Três homens, em amena cavaqueira, trocavam impressões sobre o que fariam caso lhes saísse o euromilhões. O mais pequeno investia no seu negócio, o magrinho comprava um casarão e o maior nada disse.

-Então e tu?

-Desembucha homem. Vá lá, confessa-te…

Após muita insistência, com um ar um tanto ou quanto envergonhado, dispôs-se a levantar o véu:

-Olhem… - e parou, indeciso, provocando novos rogos aos companheiros – Bom, foram vocês que quiseram saber…

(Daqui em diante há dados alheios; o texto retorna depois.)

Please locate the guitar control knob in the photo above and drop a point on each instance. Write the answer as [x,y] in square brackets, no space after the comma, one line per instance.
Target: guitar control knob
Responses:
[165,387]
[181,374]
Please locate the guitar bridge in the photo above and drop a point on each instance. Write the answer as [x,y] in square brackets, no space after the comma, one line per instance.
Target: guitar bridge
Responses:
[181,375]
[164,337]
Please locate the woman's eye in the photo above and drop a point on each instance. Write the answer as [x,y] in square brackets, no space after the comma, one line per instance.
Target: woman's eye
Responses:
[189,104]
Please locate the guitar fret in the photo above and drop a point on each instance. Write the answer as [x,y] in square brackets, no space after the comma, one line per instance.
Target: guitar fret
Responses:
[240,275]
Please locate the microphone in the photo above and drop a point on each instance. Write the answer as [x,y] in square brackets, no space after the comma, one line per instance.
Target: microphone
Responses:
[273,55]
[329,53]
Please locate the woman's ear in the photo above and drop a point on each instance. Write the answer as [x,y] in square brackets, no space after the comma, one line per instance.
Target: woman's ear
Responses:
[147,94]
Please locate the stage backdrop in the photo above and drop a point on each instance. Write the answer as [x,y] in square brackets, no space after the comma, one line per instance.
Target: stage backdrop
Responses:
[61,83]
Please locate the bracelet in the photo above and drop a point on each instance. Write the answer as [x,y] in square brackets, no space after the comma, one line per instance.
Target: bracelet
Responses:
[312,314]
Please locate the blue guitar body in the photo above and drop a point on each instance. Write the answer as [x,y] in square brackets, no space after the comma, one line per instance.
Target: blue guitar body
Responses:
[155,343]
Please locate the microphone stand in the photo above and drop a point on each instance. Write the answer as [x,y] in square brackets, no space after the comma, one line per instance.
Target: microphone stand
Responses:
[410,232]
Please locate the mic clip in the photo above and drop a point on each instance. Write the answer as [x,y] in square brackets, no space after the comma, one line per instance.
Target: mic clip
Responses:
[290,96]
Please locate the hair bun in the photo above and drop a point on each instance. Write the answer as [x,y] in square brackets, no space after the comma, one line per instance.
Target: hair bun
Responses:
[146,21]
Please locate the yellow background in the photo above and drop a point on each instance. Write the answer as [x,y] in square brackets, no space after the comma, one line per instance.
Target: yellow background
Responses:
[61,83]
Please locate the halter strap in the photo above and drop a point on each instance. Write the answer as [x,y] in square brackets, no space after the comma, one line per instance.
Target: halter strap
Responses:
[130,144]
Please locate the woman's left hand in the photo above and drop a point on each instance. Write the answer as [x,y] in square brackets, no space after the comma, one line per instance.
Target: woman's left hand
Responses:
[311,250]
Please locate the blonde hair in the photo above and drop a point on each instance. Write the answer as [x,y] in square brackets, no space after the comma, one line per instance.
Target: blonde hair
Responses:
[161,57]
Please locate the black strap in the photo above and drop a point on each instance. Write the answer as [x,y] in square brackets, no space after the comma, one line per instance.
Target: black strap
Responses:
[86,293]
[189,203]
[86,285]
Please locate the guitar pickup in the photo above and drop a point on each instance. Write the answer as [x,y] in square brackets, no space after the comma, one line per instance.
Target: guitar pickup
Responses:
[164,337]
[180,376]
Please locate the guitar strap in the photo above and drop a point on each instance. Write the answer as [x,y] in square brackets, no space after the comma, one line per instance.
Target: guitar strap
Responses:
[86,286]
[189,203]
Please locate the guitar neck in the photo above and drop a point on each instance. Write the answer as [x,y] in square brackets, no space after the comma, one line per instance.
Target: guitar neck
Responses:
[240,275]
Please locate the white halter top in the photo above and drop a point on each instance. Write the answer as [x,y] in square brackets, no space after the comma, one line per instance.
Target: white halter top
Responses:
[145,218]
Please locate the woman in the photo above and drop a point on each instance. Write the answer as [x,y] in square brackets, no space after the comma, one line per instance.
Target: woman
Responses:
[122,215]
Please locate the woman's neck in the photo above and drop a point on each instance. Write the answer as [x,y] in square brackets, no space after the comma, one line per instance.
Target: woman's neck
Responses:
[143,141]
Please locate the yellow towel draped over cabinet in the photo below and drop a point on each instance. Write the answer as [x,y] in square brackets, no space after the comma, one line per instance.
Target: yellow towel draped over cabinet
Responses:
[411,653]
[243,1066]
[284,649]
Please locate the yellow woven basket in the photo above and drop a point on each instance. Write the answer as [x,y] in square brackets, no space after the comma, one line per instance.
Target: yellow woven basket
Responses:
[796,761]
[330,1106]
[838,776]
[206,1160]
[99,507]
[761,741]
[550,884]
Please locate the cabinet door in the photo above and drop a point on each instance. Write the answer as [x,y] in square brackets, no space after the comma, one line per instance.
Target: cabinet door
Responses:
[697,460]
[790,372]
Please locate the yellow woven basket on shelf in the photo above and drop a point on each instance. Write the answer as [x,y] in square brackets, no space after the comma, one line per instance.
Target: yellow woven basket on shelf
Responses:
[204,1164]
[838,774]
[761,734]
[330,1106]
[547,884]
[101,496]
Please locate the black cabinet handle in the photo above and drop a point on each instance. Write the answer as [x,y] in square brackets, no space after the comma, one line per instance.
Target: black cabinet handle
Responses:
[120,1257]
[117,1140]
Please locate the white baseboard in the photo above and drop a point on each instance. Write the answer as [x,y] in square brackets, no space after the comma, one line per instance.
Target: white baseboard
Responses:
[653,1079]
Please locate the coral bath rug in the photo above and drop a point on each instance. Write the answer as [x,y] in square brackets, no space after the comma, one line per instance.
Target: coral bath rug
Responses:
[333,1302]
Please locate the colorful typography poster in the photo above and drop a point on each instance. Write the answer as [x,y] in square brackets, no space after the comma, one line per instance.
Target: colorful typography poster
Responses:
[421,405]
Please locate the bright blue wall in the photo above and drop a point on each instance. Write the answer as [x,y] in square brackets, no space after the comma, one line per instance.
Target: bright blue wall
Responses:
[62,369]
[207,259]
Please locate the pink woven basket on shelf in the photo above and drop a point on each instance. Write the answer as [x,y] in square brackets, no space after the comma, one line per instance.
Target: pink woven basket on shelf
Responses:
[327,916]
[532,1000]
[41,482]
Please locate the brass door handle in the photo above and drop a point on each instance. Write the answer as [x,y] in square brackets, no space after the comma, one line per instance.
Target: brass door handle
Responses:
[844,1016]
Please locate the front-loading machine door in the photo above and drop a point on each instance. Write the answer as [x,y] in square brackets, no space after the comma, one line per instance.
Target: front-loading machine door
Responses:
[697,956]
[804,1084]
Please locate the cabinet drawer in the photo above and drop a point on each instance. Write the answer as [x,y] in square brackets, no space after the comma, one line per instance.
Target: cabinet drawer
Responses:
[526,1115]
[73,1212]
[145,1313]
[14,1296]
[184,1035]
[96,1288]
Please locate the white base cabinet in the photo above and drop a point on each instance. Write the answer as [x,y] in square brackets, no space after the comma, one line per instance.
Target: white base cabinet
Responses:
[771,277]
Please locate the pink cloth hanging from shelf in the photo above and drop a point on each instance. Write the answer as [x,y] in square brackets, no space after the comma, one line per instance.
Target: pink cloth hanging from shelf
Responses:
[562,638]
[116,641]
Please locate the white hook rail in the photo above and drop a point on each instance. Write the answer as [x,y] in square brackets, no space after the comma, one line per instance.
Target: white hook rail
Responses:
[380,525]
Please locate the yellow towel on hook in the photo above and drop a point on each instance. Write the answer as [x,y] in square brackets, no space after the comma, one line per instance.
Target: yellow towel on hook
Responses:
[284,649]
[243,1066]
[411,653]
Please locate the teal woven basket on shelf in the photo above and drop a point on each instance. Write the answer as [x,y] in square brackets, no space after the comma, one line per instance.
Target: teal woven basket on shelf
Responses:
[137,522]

-Mau… fala de uma vez por todas…

-Bem, pura e simplesmente deixava de dar os bons dias a quem quer que fosse!
-Pode lá ser! - reclamou o pequenino.

-A nós também?

-Sim – confirmou secamente.

Um dos amigos abriu a boca mas foi incapaz de proferir uma só palavra. O outro, passado um bom bocado, franziu a testa, inchou o peito e desabafou:

-Ainda bem que avisaste. Afinal, ao fim destes anos todos, pura e simplesmente não sabíamos quem tu eras. Mas já agora, se não é pedir muito, explica as tuas razões, se é que as tens…

-São simples. Se fosse rico nunca me levantava de manhã, da cama…

-Logo, não davas os bons dias a ninguém - concluíram em uníssono os amigos, enquanto encomendavam mais três cervejas.